Indeed, during the course of the oral argument on the authenticity of the Verizon report, I reviewed with the defendants' three lawyers each page and each line of the document. I asked whether, based on the discovery that the parties had conducted in this case, the defendants could say that there were any inaccuracies in any itemizations or entries made in the report. With the single exception of the statement on page 8, which is devoted to Duraline, the defendants could not say that there were any inaccuracies. The only entry to which they objected was the following: "Advantages -- Bid Lozon Products." Finally, no other report or document was produced by Verizon in response to the subpoena that would have called into question the authenticity of the Verizon report or called into question any of the entries in the document.

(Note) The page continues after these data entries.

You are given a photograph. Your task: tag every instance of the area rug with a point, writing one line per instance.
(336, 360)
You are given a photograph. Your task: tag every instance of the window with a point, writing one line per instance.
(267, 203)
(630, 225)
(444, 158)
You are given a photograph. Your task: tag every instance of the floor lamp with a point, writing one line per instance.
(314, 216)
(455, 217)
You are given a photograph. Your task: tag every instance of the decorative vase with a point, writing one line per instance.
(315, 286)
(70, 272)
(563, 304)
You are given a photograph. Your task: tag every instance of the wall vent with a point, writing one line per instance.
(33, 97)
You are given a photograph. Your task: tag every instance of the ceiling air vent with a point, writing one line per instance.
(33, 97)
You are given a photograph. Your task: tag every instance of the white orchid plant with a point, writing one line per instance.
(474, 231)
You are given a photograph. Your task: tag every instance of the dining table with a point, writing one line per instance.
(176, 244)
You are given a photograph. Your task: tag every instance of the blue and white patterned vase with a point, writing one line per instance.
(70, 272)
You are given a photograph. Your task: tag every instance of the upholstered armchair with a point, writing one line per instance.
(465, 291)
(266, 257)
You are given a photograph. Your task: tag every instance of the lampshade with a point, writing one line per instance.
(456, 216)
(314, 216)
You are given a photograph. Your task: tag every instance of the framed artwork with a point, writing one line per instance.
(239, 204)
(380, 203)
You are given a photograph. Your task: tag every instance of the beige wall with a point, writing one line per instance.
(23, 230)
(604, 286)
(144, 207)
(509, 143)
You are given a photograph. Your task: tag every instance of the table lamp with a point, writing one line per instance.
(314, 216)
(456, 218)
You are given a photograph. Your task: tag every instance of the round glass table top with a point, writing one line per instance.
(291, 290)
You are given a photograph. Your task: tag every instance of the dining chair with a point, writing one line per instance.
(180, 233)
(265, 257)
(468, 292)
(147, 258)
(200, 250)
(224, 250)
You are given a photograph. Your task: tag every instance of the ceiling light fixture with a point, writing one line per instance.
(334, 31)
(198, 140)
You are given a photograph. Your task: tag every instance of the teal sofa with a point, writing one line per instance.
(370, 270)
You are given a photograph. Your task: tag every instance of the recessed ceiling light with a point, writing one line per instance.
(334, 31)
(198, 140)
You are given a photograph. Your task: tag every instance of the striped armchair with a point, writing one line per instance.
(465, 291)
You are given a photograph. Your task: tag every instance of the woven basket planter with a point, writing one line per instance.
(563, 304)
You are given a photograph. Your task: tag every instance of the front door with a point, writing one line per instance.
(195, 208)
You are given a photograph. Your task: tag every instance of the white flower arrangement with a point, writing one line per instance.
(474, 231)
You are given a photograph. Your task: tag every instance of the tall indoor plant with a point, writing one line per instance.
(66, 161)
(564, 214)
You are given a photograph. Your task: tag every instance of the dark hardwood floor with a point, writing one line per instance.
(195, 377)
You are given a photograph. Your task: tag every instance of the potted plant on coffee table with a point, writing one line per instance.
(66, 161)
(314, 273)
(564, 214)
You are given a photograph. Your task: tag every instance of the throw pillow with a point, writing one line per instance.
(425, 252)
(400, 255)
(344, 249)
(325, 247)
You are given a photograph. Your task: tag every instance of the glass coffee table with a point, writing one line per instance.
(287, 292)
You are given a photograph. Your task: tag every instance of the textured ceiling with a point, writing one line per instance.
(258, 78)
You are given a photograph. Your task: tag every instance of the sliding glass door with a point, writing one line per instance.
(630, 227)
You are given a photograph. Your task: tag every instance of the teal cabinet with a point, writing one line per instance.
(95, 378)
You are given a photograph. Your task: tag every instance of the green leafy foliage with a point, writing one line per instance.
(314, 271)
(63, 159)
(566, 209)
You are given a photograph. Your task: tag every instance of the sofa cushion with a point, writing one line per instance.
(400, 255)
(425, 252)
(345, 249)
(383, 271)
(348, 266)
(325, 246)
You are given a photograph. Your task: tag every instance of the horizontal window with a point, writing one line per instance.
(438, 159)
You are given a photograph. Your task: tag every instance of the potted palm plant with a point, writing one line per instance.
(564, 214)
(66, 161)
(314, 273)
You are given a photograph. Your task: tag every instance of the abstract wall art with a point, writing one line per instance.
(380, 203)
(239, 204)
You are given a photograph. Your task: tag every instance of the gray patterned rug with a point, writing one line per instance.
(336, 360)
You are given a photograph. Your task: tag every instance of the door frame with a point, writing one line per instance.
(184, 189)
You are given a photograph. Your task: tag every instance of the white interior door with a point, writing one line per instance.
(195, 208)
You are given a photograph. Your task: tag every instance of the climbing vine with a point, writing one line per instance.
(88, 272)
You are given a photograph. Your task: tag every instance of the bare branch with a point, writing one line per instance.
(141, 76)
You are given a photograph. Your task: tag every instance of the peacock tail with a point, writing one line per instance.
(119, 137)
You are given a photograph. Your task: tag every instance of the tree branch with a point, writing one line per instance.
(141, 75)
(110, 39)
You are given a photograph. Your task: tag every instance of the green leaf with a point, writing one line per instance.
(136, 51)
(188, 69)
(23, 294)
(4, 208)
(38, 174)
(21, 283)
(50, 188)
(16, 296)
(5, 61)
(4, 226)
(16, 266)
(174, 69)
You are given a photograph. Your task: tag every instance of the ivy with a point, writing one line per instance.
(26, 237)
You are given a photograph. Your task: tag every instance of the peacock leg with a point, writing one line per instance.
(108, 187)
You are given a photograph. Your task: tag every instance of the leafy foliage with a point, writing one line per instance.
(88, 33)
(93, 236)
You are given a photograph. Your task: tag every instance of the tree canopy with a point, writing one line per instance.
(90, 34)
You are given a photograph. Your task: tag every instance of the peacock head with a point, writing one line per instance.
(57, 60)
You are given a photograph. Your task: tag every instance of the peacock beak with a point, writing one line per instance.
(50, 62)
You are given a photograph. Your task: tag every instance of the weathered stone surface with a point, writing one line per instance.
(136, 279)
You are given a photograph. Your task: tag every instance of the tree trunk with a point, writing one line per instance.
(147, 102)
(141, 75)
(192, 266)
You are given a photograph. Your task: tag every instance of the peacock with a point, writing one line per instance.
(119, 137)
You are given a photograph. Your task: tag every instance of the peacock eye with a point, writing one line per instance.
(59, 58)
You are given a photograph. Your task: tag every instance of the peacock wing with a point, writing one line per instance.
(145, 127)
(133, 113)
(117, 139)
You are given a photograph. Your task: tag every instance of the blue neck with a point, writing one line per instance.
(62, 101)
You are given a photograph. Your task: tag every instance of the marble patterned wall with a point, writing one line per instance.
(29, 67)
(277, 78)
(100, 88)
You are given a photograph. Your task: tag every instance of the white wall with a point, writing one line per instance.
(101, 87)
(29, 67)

Although the defendants have had for three years an affidavit from Mr. Cliff Ginn, a Verizon employee who it is conceded by the defendants was also a member with Ms. William of the "Cross Functional Team,"*fn3 there is nothing in that affidavit that questions the authenticity of the report.*fn4 While the affiant takes issue with the inference the plaintiff seeks to draw from the entry on page 8, "Bid Lozon products," he does not remotely suggest that the report is not what it purports to be or that it is not a report made in connection with the bid with which the report concerns itself.

There is a further, but highly significant, factor that demonstrates conclusively the futility of the defendants' contention that the Verizon report has not been properly authenticated. In 2009, the plaintiff's damage expert issued his report, which in part relied on the notation on page 8 of the Verizon report. The defendants made no claim then or over the next three years that that reliance was improper because the report had not been authenticated. Of course, were the report something other than what it purported to be, one would have expected an appropriate motion under Daubert v. Merrell Dow Pharmaceutical, 509 U.S. 579 (1993) to strike that portion of the expert's report ...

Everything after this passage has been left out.